Your folder structure should look something like this now:

├── lego-project
│    ├── venv_lego
│      ├── bin
│      ├── include
│      ├── lib
│      └── pyvenv.cfg
│    ├── lego-restock-bot
       ├── README.md
       ├── lego
       │   ├── __init__.py
       │   ├── database.py
       │   ├── evaluate_availability.py
       │   ├── items.py
       │   ├── middlewares.py
       │   ├── pipelines.py
       │   ├── settings.py
       │   ├── spiders
       │   └── telegram_message.py
       ├── requirements.txt
       ├── scrapy.cfg
       ├── test.py
       └── update_availability.sh

Crawl Lego Products using a Scrapy Spider

Setup the first Spider

In the first step we want to find as many Lego products as possible from the Lego shop page and store them. For that purpose a new Scrapy spider is put in a new file called lego/spiders/product_spider.py.
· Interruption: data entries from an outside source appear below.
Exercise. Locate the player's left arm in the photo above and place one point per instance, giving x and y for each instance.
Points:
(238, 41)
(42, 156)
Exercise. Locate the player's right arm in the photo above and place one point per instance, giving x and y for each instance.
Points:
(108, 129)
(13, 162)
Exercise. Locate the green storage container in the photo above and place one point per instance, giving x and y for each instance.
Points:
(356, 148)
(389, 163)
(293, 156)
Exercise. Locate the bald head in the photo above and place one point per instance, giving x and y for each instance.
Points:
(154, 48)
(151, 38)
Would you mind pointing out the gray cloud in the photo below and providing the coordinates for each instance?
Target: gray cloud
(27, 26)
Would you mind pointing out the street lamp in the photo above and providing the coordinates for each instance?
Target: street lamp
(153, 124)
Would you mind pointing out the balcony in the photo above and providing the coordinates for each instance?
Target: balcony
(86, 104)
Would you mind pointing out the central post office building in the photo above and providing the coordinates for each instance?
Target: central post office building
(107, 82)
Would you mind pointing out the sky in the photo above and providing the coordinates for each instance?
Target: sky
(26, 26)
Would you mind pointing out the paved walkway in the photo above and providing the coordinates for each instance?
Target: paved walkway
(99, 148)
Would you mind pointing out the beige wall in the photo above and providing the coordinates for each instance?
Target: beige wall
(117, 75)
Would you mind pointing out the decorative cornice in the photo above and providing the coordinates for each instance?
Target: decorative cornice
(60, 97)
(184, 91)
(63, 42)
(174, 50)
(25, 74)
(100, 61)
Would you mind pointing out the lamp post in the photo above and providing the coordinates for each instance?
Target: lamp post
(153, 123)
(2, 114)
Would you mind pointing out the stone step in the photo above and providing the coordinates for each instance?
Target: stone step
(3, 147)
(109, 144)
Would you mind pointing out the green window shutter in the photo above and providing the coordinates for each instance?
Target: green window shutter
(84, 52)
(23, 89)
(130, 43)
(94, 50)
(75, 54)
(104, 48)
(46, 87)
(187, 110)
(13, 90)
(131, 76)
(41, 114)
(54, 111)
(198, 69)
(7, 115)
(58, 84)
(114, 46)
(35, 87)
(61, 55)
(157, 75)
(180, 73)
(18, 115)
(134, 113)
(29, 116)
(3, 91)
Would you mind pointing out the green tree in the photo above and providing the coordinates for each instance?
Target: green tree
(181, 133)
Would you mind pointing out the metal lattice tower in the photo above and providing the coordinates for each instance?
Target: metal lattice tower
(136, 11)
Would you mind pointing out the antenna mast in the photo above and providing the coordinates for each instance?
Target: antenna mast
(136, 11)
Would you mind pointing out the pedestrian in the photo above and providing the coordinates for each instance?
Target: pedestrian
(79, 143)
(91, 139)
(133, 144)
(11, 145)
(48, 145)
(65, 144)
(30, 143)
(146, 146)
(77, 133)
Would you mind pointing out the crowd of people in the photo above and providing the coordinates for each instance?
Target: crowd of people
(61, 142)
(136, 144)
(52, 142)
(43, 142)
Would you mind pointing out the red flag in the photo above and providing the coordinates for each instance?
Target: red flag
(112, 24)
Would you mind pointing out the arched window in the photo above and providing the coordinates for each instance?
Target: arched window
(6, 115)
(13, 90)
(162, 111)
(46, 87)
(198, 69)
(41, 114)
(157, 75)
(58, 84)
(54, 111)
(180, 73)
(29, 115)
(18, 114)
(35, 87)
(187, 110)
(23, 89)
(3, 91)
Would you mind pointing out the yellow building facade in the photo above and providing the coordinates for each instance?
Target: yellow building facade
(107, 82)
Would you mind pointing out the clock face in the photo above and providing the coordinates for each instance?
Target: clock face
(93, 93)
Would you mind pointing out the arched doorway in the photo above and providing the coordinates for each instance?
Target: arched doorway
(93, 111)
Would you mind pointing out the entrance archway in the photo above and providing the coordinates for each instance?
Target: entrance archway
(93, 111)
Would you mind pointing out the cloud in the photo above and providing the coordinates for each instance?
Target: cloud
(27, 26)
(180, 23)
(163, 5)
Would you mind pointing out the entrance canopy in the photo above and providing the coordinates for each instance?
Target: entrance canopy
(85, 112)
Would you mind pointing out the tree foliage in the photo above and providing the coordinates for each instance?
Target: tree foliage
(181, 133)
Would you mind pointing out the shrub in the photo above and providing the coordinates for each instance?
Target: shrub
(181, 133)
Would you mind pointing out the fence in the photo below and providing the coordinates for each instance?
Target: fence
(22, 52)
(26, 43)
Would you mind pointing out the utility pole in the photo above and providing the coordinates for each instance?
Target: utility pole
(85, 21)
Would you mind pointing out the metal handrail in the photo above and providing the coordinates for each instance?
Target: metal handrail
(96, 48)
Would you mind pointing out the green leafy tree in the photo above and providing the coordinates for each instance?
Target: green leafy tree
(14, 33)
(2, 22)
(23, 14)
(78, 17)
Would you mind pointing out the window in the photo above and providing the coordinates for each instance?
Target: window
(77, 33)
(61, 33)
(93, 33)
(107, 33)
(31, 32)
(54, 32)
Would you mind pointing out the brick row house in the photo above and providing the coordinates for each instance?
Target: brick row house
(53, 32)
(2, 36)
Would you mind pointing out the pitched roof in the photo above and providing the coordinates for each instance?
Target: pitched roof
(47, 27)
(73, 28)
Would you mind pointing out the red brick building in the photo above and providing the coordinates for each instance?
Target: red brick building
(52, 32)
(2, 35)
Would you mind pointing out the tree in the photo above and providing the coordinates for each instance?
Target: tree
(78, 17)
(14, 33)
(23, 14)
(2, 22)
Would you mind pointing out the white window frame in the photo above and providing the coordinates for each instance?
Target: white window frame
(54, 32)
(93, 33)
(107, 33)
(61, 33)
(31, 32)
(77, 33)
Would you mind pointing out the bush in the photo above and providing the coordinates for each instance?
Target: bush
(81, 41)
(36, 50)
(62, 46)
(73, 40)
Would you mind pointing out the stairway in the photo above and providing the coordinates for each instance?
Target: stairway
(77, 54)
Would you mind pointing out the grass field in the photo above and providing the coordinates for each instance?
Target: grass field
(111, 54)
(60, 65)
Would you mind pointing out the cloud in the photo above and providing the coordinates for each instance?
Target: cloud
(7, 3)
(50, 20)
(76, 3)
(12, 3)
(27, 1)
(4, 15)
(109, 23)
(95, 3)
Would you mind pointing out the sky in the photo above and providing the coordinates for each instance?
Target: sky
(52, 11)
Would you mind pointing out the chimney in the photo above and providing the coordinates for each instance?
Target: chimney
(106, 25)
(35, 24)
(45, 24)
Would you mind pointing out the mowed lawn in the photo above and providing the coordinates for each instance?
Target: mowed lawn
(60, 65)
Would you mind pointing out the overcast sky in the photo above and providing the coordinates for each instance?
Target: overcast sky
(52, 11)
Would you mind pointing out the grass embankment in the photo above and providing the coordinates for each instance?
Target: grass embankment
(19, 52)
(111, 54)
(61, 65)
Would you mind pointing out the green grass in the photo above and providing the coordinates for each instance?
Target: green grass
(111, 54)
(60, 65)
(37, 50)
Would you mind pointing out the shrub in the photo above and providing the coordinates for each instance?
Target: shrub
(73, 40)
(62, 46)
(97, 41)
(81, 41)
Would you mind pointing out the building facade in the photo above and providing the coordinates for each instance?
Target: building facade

A spider is a class that defines how a site is scraped. It parses responses and extracts data using CSS selections or XPath expressions. Out of the extracted data items are populated. It's also possible to extract links from the response and yield additional requests to follow. (https://docs.scrapy.org/en/latest/topics/spiders.html).

In product_spider.py a new class LegoProductSpider is created that inherits from scrapy.Spider:

class LegoProductSpider(scrapy.Spider):
    """A scrapy spider to search for Lego products in the Lego shop page"""

    name = "products"
    custom_settings = {
        "ITEM_PIPELINES": {
            "lego.pipelines.DuplicatesPipeline": 200,
            "lego.pipelines.LegoPipeline": 300,
        }
    }

    def __init__(self, name=None, **kwargs):
        super().__init__(name=name, **kwargs)
        self.link_extractor = LinkExtractor(
            allow=[r".*lego\.com/de-de.*"],
            deny=[r".*lego\.com(.*)(\.\w{1,3})$", r".*@lego\.com.*"],
        )

    def start_requests(self):
        urls = ["https://www.lego.com/de-de/themes"]
        for url in urls:
            yield scrapy.Request(url=url, callback=self.parse)

    def parse(self, response: scrapy.http.Response, **kwargs):
        page = response.url
        self.log(page)
        if "de-de/product" in page:
            if response.css(".eqJexe .hlipzx::text").get():
                self.log("############# Found product page: " + page + " #############")

                if not "Altes Produkt" in response.css(".ejRirH .hlipzx::text").get():
                    loader = ItemLoader(item=LegoItem(), response=response)
                    loader.add_css("name", ".eqJexe .hlipzx::text")
                    loader.add_css("price", ".eGdbAY::text")
                    loader.add_css(
                        "product_id",
                        ".ProductDetailsstyles__ProductID-sc-16lgx7x-10.bIKuiP::text",
                    )
                    loader.add_css("availability", ".ejRirH .hlipzx::text")
                    loader.add_value("url", response.url)
                    yield loader.load_item()

        for next_page in self.link_extractor.extract_links(response):
            yield response.follow(next_page, self.parse)

The name of the spider can be simply set as a class variable. It can be used later to run the spider.

In the start_requests method, you can define the starting URLs and yield a scrapy Request for every start URL. In this case, we only start with https://www.lego.com/de-de/themes, which is the shop's product categories page. It's a good starting point because it will lead directly to all the different products. However, you could also use the homepage or additional urls.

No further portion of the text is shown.